Delivering the Message!
In order to be a great coach, you have to be able to coach! COVID-19 may have limited, or even completely shut down, any sort of face-to-face rendezvous with you team, but online outlets for keeping the squad together are aplenty. Zoom has been the talk of the pandemic as far as online gatherings go, and it’s a good choice for coaches, too. It’s screensharing capabilities allow a single user (generally the coach in this example) to share their screen with the entire group. This can mean reviewing a playbook or film, watching a movie like Remember the Titans “together,” or being the hub of an online team building game.
In addition to digital versions of classic games like trivia and chess, online scavenger hunts are great ways to branch off and use the internet as a means of knowledge building, as it was once intended long ago! There are also many apps that, if your players have the means, can be downloaded and add to the “together” feel that is quite distant right now.
Positive deviance is nothing new in the sports world, or the learning world in general, but with so much negativity in the media (and at home, for many), focusing on some good things is more important than ever. COVID has caused peaks in stress and anxiety among teens due to the legitimate fear of the unknown, and the constant changes that are taking place in dealing with the pandemic. Cue positive deviance.
In a nutshell, positive deviance is the practice of seeing someone do something well and mimicking it. Some of the best coaches of all time practice positive deviance with their players, and any good coach should practice it when developing their own coaching strategies. With youngsters in the coronavirus world, positive deviance is twofold, as it starts by showing the kids something done right that they can look up to. Effective leadership starts with leading by example, and positive deviance is just that: sharing examples of things that work, and when it comes to videos of speeches or great performances, a remote setting serves as a great one.
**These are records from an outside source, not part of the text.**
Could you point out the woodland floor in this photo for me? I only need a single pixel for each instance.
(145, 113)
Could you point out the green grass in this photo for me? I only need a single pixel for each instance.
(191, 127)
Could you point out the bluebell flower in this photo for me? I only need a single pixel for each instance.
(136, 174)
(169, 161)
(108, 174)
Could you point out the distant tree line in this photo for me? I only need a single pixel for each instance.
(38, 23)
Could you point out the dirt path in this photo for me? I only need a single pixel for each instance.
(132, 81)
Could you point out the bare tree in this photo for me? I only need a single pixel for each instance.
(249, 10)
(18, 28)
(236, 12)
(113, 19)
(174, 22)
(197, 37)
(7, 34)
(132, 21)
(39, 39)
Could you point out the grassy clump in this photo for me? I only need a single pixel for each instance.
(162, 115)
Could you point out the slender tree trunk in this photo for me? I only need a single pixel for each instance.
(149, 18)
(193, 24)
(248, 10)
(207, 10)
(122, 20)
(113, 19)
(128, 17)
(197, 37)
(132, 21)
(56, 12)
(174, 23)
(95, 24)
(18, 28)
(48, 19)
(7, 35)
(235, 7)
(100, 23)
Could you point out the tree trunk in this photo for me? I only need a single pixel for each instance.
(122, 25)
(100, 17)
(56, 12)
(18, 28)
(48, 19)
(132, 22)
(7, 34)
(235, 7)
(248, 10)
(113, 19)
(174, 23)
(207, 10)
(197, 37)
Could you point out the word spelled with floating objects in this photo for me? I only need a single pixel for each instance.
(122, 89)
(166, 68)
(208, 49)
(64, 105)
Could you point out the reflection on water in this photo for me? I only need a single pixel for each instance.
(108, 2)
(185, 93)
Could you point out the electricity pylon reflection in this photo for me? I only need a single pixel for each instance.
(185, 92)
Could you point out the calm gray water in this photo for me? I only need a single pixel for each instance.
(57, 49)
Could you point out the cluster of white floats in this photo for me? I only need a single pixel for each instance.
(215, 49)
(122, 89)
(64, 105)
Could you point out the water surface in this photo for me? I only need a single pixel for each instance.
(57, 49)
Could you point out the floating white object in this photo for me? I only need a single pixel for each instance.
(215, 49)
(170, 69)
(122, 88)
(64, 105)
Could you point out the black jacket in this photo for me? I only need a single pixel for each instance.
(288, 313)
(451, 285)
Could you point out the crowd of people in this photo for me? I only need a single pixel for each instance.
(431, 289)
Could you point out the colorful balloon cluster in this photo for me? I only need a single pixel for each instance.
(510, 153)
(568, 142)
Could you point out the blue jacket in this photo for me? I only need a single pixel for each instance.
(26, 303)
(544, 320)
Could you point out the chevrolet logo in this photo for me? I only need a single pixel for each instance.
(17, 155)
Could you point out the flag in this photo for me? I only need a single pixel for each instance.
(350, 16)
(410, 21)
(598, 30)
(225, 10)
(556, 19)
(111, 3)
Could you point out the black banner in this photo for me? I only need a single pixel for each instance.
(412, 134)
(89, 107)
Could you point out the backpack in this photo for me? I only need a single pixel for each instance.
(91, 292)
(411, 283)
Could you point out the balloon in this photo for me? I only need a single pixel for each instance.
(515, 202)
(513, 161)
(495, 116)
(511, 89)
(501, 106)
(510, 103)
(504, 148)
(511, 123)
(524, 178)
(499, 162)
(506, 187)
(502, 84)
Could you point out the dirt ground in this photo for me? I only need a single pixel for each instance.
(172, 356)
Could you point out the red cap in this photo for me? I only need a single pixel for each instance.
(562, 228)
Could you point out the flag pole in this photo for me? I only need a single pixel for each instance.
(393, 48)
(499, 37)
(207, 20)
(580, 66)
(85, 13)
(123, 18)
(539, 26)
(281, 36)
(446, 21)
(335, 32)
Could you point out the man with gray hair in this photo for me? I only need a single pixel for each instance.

With so many new “opponents” in kids’ lives, tensions are high. To add to that, the classic resources like a counseling office do not really exist in the home school setting. It’s also harder to see the telltale signs of a student who is struggling when viewing them on a screen. With these things, it is doubly important for coaches to take the role of counselor and give each player a one-on-one phone call or Zoom session to really converse about how their homelife has been since being taken away from their friends and teammates.
If you do determine a given player is experiencing unhealthy levels of stress, there are many ways they can deal with it from afar. Let them know that they are not alone, and encourage them to create daily schedules that include time for exercise, time for friends (digitally), and healthy eating habits. All of these, and a steady dose of a coach showing interest, can greatly reduce the effects of tension.
There’s no saying how long teams are going to be forced to practice from home, but maintaining a relationship with your players is not only good for the now, but also for the future. Every hardship has silver linings, and one of them is often a tighter unit. Help your team help each other, and stay frequent with your communication. The scoreboard will thank you later!